Мне же она представлялась маленькой девочкой с копной кудрявых черных волос, с ярко-синими глазами, живущей в некоей пустынной местности, рядом с пещерой, в которой обитает чудовище. Это чудовище сторожит дорогу, по которой движется нескончаемый поток людей. Кто-то стремится за светлой мечтой, кто-то спешит на борьбу с могучим врагом, а кто-то ищет славы, богатства, простого человеческого счастья. Чудовище ненавидит людей, старается их погубить. И вот появляется крошечная девочка, зовет его поиграть, она прыгает, смеется, танцует перед ним, кричит: «Поймай меня!», «Догони меня!», загадывает загадки, которые чудовище не может отгадать. В конце концов, девочка обводит чудовище вокруг пальца, и оно на время забывает о дороге, по которой люди идут к счастью.

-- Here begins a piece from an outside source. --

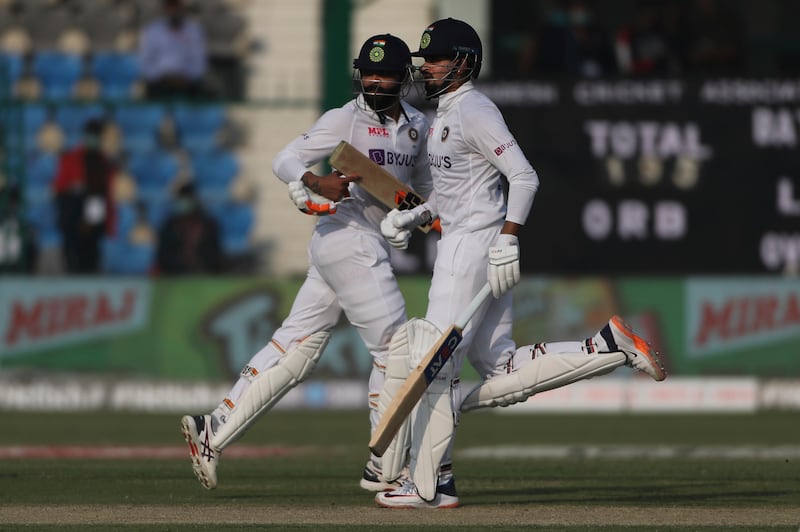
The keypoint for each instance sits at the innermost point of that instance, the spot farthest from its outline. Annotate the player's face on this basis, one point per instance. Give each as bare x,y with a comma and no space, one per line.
381,89
437,74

Иногда с дороги к девочке сходят люди, удивляющиеся ее смелости, бесстрашию, они становятся ее друзьями, решают вместе бороться со страшным чудовищем. Надо погубить его, закрыть в пещере навсегда, завалить выход из пещеры камнями. Анаит восхищается друзьями, их смелостью, умом, благородством, подвигами, она счастлива. Но через какое-то время товарищи возвращаются на дорогу жизни, покидают Анаит, кто спешит за новой светлой мечтой, кто — на битву с новым, доселе неизвестным чудовищем, а кто просто устал бороться, хочет насладиться драгоценными днями остатка жизни. Анаит опять одна в пустыне, горько плачет, безутешна. Но когда слышит рычание подземного чудовища и видит его выходящим из пещеры, снова бежит к нему и кричит: «Поймай меня!», «Догони меня!». Игра с чудовищем возобновляется.
Серго (Зима 93-го)
Серго осторожно включил приемник. Диктор сообщил, что газопровод, подающий газ в Армению, взорванный на днях в Грузии неизвестными экстремистами, еще не починили.

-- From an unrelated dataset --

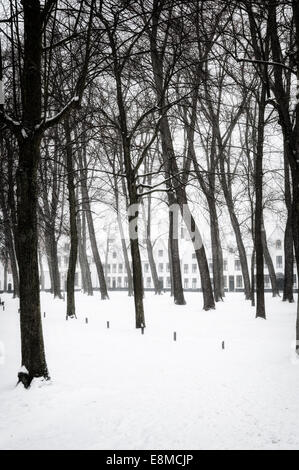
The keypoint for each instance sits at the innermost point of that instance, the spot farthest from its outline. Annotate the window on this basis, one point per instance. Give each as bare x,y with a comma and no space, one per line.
278,244
279,261
239,281
237,265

Серго выключил приемник. Взглянул на гору одеял, под которой посапывала задремавшая лишь под утро Маро, на железную печку с раскрытой дверцей — внутри зияла черная пустота, от печки поднималась труба, не доходя до потолка, изгибалась под прямым углом и мимо стены, на которой висела картина Ашота, тянулась к окну, выходящему на улицу.

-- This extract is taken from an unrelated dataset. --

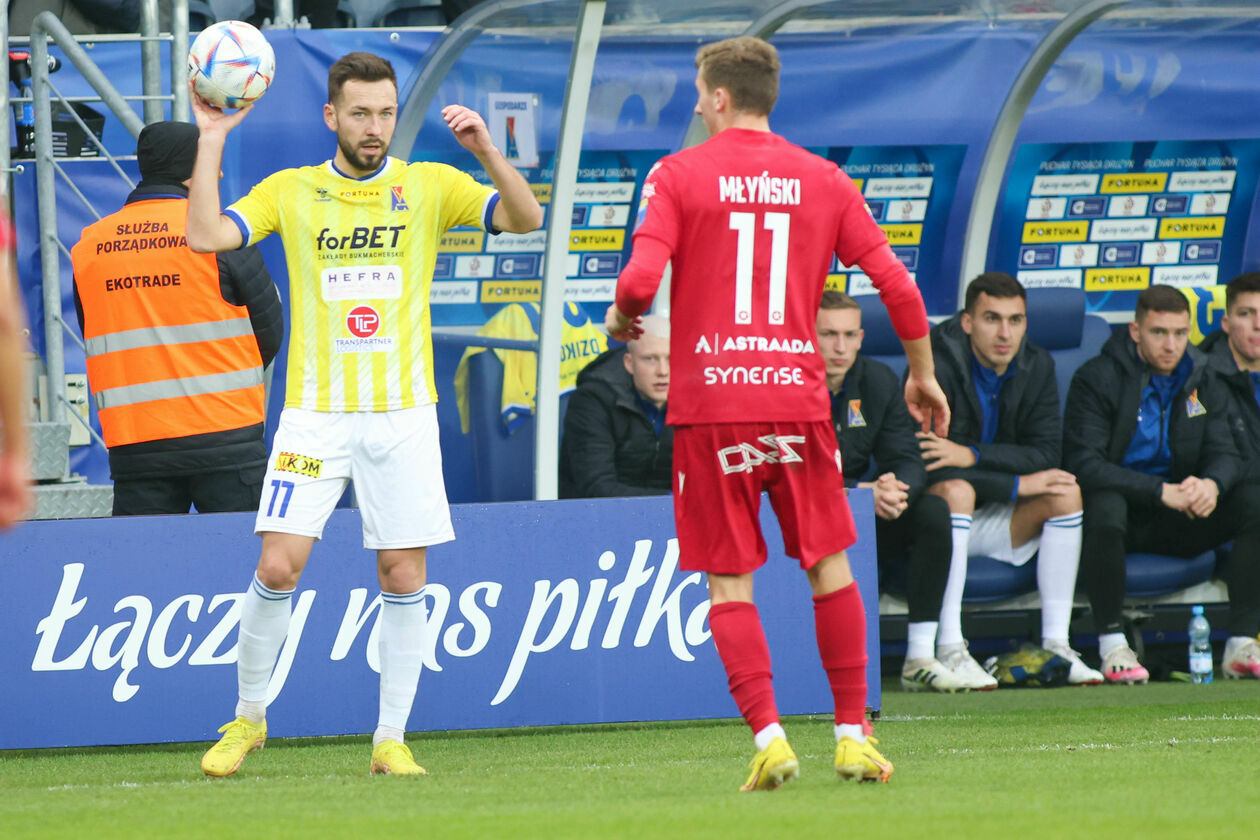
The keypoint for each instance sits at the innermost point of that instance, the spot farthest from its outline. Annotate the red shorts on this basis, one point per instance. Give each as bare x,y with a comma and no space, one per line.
720,471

Ашот еще не появлялся. С утра ушел в свою мастерскую посмотреть, не осталось ли там муки, обещал достать дров, хотя бы на одну топку, но все еще не вернулся.
Серго с трудом натянул на плечи старое пальто, надвинул на голову вязаную шапку Ашота, шерстяные перчатки и вышел на лестницу.
Держась за перила плохо гнущейся правой рукой, стал осторожно спускаться.
На площадке второго этажа увидел Вазгена, заходящего домой с лавашом под мышкой. Интересно, где он его достал? В булочную не завозили хлеба вот уже неделю.
Когда Серго вышел из темного подъезда во двор, зажмурился от света. Потом замер в горестном изумлении. Красавица-орешина, стоявшая посреди двора — главное его украшение, была спилена, торчала безобразным обрубком.
Серго направился на улицу. Здесь было тихо, пустынно, ни одного живого существа. Хоть бы кошка какая пробежала.
Тротуар повсюду обледенел, шагать надо было очень осторожно.
Серго поднял голову. Оперный театр темной горной громадой высился сбоку. На миг улица представилась узким ущельем в горах — наверное, потому что дома стояли без света и быстро темнело. Да, здесь было как где-нибудь в горном ущелье под Дилижаном: поднимешь голову — и увидишь небо в алмазах, прислушаешься к тишине — и услышишь лепет горного ручья, топот мчащегося сквозь кустарник дикого кабана…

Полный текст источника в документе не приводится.